Griechenland gehört zu den beliebtesten Reisezielen Europas: traumhafte Inseln, wunderschöne Strände und eine der reichsten Kulturlandschaften der Welt. Doch wann ist das Wetter in Griechenland wirklich ideal für deinen Urlaub? Das hängt stark davon ab, was du vorhast. Dieser Überblick zeigt dir das Klima Monat für Monat, erklärt die regionalen Klimaunterschiede zwischen Kykladen, Kreta und Nordgriechenland und hilft dir, die beste Reisezeit für deinen Griechenland-Urlaub zu finden.

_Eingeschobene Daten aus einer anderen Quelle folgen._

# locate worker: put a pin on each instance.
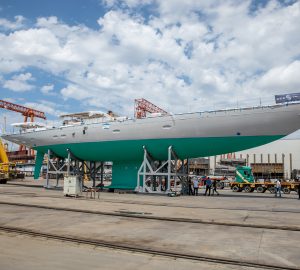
(191, 192)
(215, 188)
(196, 186)
(208, 186)
(278, 188)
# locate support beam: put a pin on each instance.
(161, 176)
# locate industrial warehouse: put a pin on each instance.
(149, 135)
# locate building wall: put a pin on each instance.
(281, 151)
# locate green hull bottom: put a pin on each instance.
(127, 155)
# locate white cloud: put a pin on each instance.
(194, 55)
(46, 89)
(9, 25)
(285, 78)
(19, 83)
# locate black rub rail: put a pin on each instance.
(144, 250)
(140, 215)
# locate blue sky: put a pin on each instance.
(80, 55)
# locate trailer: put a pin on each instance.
(244, 181)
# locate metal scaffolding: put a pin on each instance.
(165, 177)
(60, 167)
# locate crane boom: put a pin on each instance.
(27, 112)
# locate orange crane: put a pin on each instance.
(142, 106)
(25, 111)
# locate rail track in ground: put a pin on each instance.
(148, 216)
(32, 194)
(143, 250)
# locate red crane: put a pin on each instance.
(25, 111)
(142, 106)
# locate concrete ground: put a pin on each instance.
(263, 245)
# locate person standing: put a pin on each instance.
(208, 186)
(196, 186)
(191, 192)
(278, 188)
(214, 184)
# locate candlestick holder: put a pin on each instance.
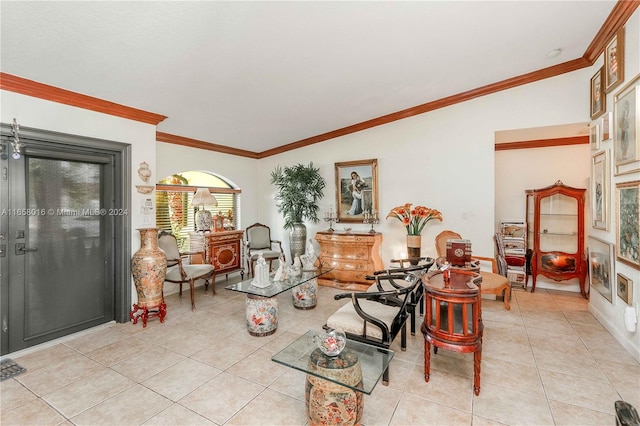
(373, 219)
(330, 217)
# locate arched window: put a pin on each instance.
(174, 212)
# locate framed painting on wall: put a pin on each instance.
(600, 182)
(625, 289)
(356, 189)
(614, 61)
(594, 136)
(598, 99)
(606, 126)
(628, 223)
(601, 267)
(626, 144)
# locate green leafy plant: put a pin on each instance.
(299, 189)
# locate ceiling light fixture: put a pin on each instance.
(15, 143)
(554, 53)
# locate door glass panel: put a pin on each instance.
(65, 276)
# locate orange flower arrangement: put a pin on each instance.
(414, 219)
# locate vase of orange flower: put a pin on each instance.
(414, 220)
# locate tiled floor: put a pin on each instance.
(547, 361)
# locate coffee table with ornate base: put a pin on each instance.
(335, 385)
(261, 305)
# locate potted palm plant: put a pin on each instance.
(300, 187)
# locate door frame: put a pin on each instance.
(32, 138)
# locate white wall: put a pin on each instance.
(40, 114)
(443, 159)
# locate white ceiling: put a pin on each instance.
(259, 75)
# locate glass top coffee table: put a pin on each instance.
(262, 305)
(334, 385)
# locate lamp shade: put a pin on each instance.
(202, 197)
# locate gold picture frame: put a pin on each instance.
(356, 190)
(626, 137)
(598, 98)
(628, 223)
(600, 182)
(614, 61)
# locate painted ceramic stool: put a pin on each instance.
(261, 314)
(329, 403)
(305, 295)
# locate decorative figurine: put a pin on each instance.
(281, 273)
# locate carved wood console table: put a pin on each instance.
(352, 256)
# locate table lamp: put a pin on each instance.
(203, 216)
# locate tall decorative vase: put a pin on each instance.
(414, 243)
(297, 239)
(149, 268)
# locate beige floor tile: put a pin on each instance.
(131, 407)
(441, 388)
(583, 392)
(35, 413)
(380, 405)
(567, 414)
(13, 394)
(147, 363)
(224, 353)
(258, 368)
(291, 383)
(95, 340)
(511, 375)
(271, 408)
(579, 364)
(87, 392)
(413, 410)
(46, 358)
(119, 351)
(511, 407)
(222, 397)
(46, 380)
(181, 379)
(176, 414)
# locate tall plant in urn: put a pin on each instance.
(299, 188)
(149, 268)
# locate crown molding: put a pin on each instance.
(194, 143)
(542, 143)
(23, 86)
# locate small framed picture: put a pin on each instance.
(600, 182)
(594, 136)
(598, 99)
(601, 267)
(606, 126)
(625, 289)
(626, 143)
(614, 61)
(628, 223)
(356, 189)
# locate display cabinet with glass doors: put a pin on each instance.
(555, 233)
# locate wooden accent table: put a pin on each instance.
(224, 251)
(352, 256)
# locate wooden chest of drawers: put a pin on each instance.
(352, 256)
(224, 251)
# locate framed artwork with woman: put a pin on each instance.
(356, 189)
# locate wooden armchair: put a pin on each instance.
(259, 240)
(492, 282)
(377, 317)
(179, 272)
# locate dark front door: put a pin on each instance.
(58, 253)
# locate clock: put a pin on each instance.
(459, 252)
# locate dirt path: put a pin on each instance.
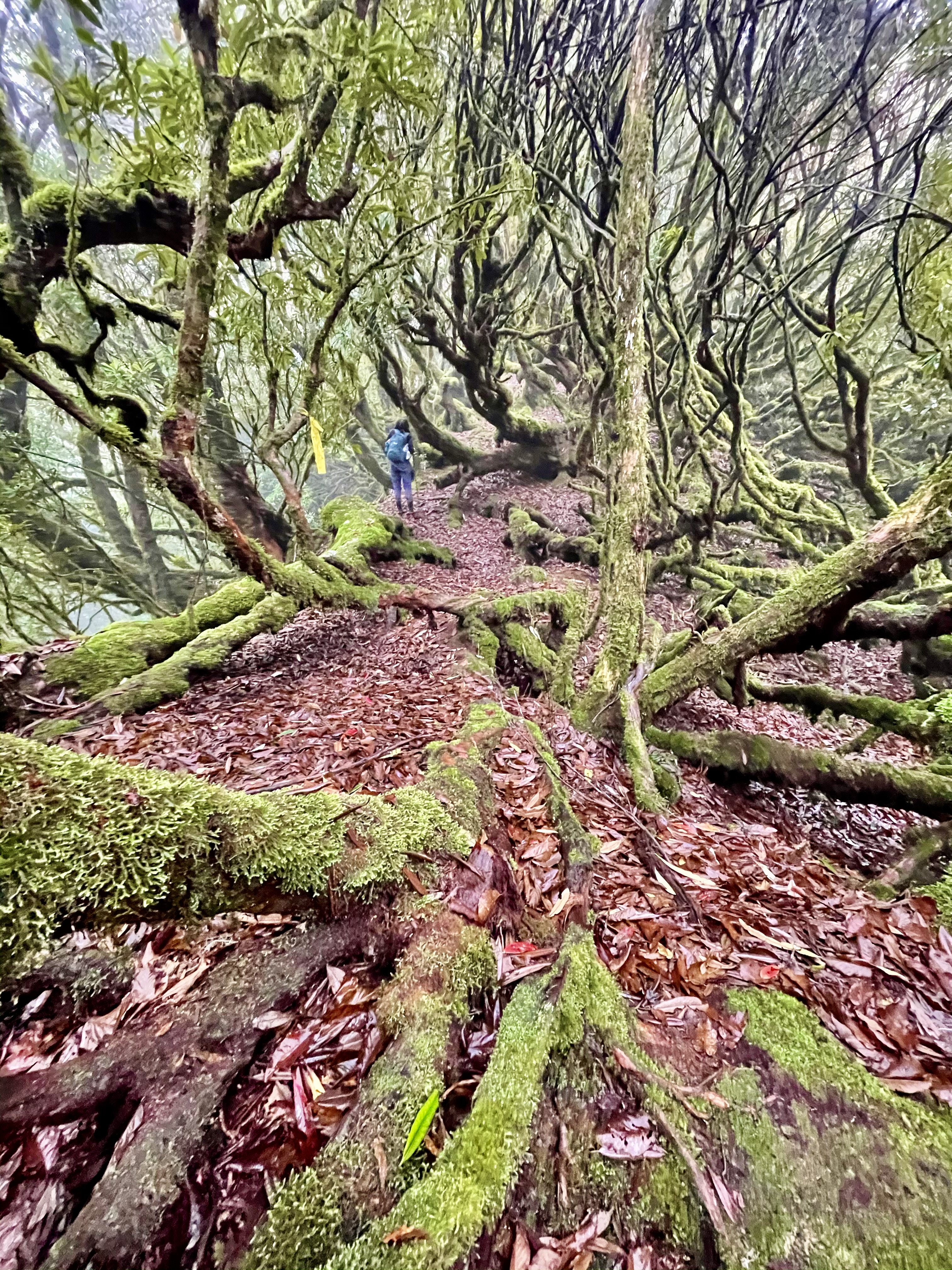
(733, 888)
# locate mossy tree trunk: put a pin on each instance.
(819, 601)
(791, 1108)
(611, 694)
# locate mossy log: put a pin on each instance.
(178, 1084)
(130, 667)
(928, 723)
(820, 601)
(926, 848)
(464, 1194)
(536, 543)
(530, 639)
(126, 649)
(744, 1185)
(791, 1109)
(173, 844)
(753, 756)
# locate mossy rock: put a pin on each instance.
(837, 1171)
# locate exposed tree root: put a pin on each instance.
(536, 543)
(130, 667)
(174, 1086)
(176, 844)
(819, 601)
(732, 755)
(922, 722)
(927, 849)
(530, 639)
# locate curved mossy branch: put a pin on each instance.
(536, 543)
(362, 535)
(465, 1192)
(742, 755)
(927, 848)
(820, 601)
(204, 655)
(361, 1175)
(135, 666)
(94, 840)
(534, 636)
(125, 649)
(578, 846)
(921, 722)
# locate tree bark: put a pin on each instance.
(820, 601)
(624, 559)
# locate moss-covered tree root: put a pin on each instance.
(126, 649)
(464, 1194)
(178, 1083)
(926, 722)
(530, 639)
(820, 600)
(536, 543)
(91, 839)
(130, 667)
(837, 1171)
(742, 755)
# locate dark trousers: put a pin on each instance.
(402, 475)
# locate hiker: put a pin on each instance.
(399, 449)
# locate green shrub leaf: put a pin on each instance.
(421, 1127)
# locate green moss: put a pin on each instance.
(582, 846)
(362, 534)
(414, 822)
(429, 991)
(850, 1176)
(465, 1192)
(527, 644)
(530, 573)
(207, 652)
(125, 649)
(669, 1202)
(318, 583)
(91, 836)
(942, 893)
(483, 641)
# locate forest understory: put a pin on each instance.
(555, 873)
(756, 1073)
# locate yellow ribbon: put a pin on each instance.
(320, 465)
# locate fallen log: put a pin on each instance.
(820, 601)
(753, 756)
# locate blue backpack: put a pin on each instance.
(397, 446)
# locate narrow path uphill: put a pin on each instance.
(266, 1044)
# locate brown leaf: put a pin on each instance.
(522, 1251)
(629, 1137)
(404, 1234)
(381, 1158)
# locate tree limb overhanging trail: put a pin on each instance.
(362, 916)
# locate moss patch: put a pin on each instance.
(364, 534)
(837, 1171)
(93, 838)
(126, 649)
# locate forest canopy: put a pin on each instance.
(554, 872)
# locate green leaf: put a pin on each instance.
(421, 1127)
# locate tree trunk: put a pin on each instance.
(820, 601)
(624, 558)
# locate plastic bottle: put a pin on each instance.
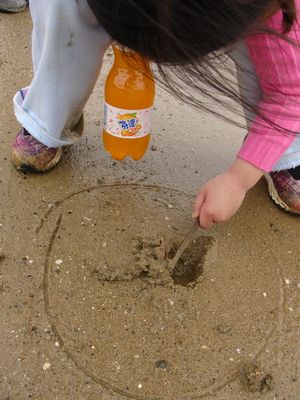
(129, 97)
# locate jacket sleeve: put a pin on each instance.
(277, 64)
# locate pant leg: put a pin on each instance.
(68, 46)
(251, 90)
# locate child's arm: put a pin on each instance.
(219, 199)
(277, 65)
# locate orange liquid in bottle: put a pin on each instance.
(129, 97)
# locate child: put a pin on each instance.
(12, 5)
(69, 41)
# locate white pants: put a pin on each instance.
(68, 46)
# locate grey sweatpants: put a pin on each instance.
(68, 46)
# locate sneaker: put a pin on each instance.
(284, 190)
(29, 155)
(12, 5)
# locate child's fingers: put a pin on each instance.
(198, 204)
(206, 219)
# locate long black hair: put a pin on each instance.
(186, 39)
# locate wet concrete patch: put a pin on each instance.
(118, 310)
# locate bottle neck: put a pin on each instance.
(128, 58)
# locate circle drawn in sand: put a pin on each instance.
(118, 311)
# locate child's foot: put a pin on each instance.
(12, 5)
(29, 155)
(284, 189)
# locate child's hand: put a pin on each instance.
(219, 199)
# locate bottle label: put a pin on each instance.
(128, 124)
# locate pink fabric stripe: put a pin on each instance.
(277, 66)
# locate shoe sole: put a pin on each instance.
(30, 168)
(276, 198)
(13, 10)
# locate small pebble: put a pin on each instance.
(46, 366)
(161, 364)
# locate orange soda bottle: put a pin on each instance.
(129, 98)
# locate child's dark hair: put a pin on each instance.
(184, 38)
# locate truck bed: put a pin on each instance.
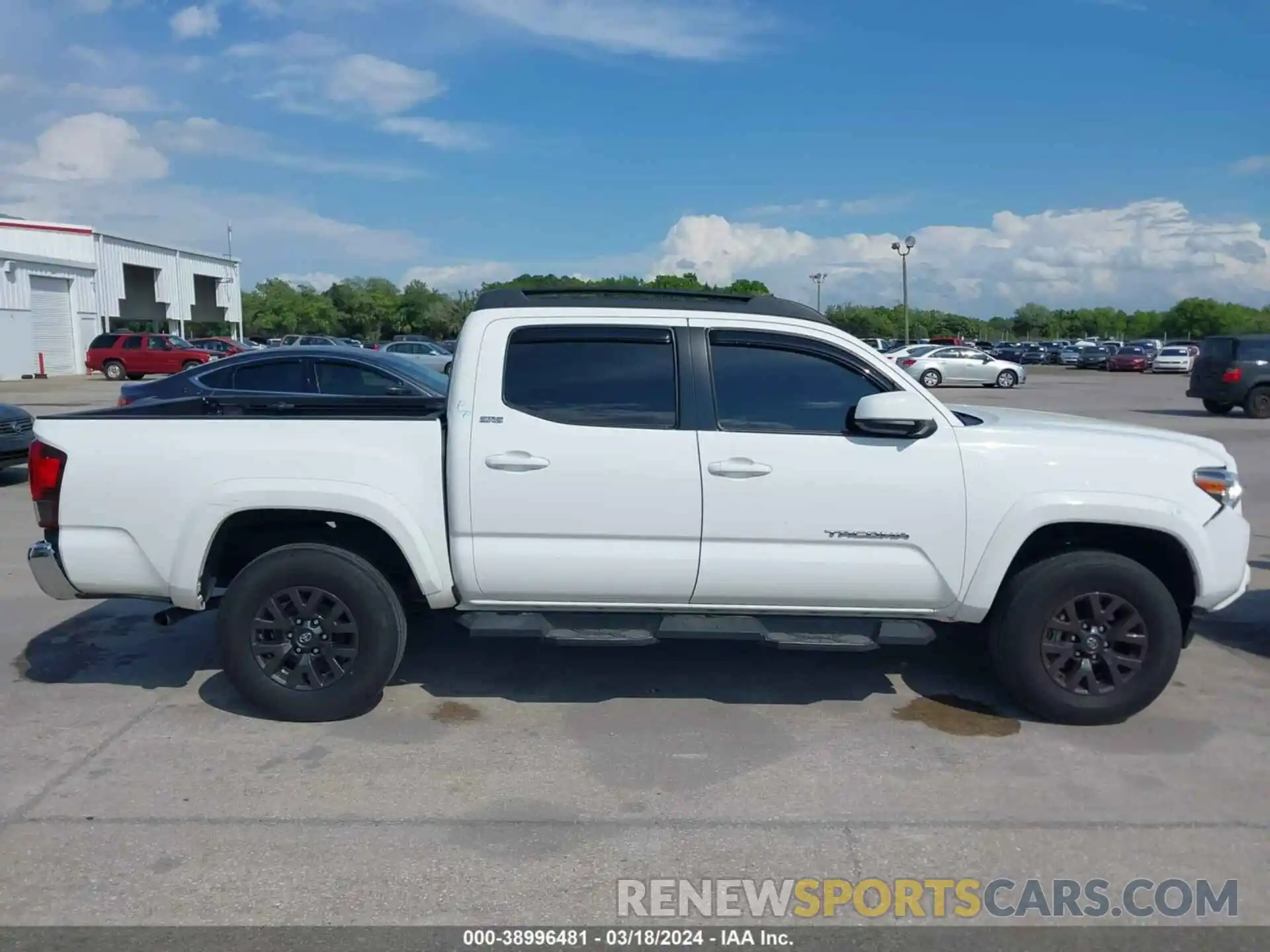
(126, 526)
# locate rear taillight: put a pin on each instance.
(45, 469)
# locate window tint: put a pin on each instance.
(271, 377)
(353, 380)
(1255, 349)
(774, 389)
(593, 376)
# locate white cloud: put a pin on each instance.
(1251, 165)
(202, 136)
(687, 30)
(462, 277)
(382, 85)
(435, 132)
(116, 99)
(95, 147)
(194, 22)
(1151, 252)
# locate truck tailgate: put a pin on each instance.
(142, 498)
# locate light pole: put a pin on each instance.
(820, 280)
(905, 251)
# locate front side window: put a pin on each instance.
(765, 386)
(353, 380)
(593, 376)
(271, 377)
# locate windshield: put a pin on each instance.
(417, 374)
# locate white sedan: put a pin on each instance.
(963, 365)
(1174, 360)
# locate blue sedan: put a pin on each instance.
(296, 371)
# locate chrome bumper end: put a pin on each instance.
(50, 575)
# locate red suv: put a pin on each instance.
(134, 356)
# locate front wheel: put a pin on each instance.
(1256, 404)
(312, 633)
(1085, 637)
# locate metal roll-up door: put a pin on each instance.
(52, 331)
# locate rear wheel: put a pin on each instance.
(1256, 404)
(1085, 637)
(312, 633)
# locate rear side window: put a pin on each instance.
(1254, 349)
(353, 380)
(271, 377)
(1217, 349)
(593, 376)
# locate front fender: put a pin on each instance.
(427, 557)
(1033, 513)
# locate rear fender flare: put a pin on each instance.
(225, 499)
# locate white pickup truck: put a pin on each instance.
(625, 467)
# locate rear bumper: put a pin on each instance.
(46, 567)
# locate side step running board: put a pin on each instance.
(790, 633)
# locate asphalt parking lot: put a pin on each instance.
(516, 783)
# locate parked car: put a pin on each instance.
(16, 434)
(295, 372)
(1174, 360)
(687, 475)
(225, 347)
(963, 365)
(1130, 358)
(1095, 357)
(426, 353)
(135, 354)
(910, 350)
(1234, 371)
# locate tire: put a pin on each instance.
(1256, 404)
(372, 607)
(1033, 600)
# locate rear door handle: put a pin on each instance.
(738, 467)
(516, 461)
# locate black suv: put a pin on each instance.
(1234, 371)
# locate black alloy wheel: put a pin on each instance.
(304, 639)
(1094, 644)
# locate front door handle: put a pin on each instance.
(738, 467)
(516, 461)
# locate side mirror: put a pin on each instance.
(900, 414)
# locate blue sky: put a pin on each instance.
(1068, 151)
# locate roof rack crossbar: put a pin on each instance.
(755, 305)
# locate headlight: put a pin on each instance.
(1221, 484)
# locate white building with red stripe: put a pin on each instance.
(63, 285)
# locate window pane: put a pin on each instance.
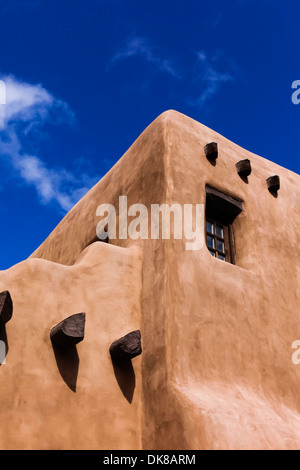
(209, 227)
(219, 231)
(220, 246)
(210, 242)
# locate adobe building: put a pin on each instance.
(215, 370)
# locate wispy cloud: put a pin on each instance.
(210, 75)
(142, 47)
(28, 107)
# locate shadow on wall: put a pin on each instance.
(125, 377)
(3, 344)
(67, 361)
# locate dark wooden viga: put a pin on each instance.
(6, 307)
(273, 183)
(243, 167)
(127, 347)
(211, 151)
(69, 332)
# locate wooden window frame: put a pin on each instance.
(222, 209)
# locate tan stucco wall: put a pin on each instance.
(216, 369)
(39, 410)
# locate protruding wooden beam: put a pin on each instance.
(243, 167)
(127, 347)
(211, 151)
(273, 183)
(6, 307)
(68, 332)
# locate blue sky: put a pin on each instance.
(83, 80)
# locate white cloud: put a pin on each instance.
(27, 108)
(140, 46)
(209, 77)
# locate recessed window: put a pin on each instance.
(221, 211)
(215, 239)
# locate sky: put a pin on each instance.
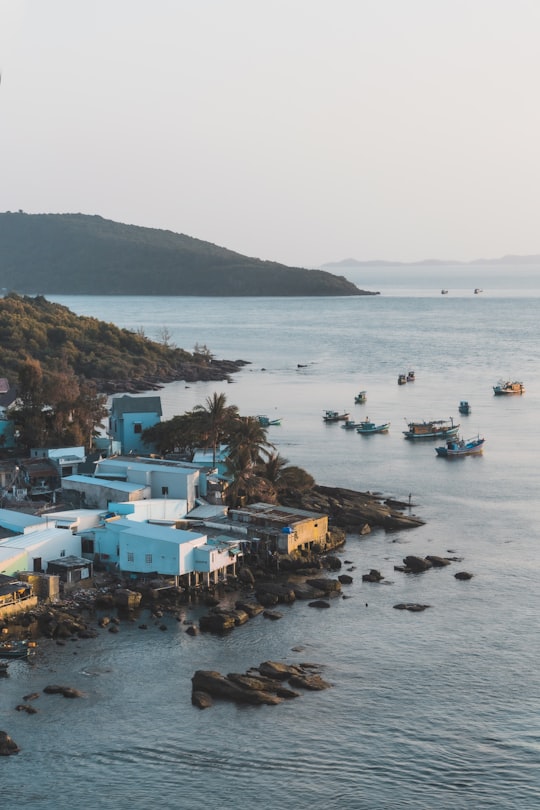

Klima in Griechenland – Ein Überblick
Griechenland ist klimatisch kein einheitliches Land. Überwiegend herrscht mediterranes Klima mit heißen, trockenen Sommern und milden, feuchteren Wintern. Doch der Norden bricht aus diesem Schema aus: Mazedonien und Epirus erleben deutlich kältere Winter mit Frost und Schnee. Das sind die zwei großen Klimazonen des Landes.
Die Geografie spielt dabei eine entscheidende Rolle. Rund 78 Prozent des Landes sind gebirgig. Der Pindos durchzieht das Festland von Nord nach Süd. Die Küstenlinie Griechenlands misst rund 13.670 Kilometer, eine der längsten in Europa. Dazu kommen über 3.000 Inseln, von denen jede ihr eigenes Mikroklima besitzt.
Die Sommer sind heiß und trocken. Von Mitte Juni bis Ende September fällt auf dem Festland und den meisten Inseln kaum Regen. Temperaturen von 30 bis 35 Grad sind keine Seltenheit; bei Hitzewellen klettert das Thermometer auch über 40 Grad. Die Winter hingegen sind an den Küsten mild: In Athen liegen die Tageshöchstwerte im Januar bei rund 13 Grad, nachts kühlt es auf etwa 6 Grad ab.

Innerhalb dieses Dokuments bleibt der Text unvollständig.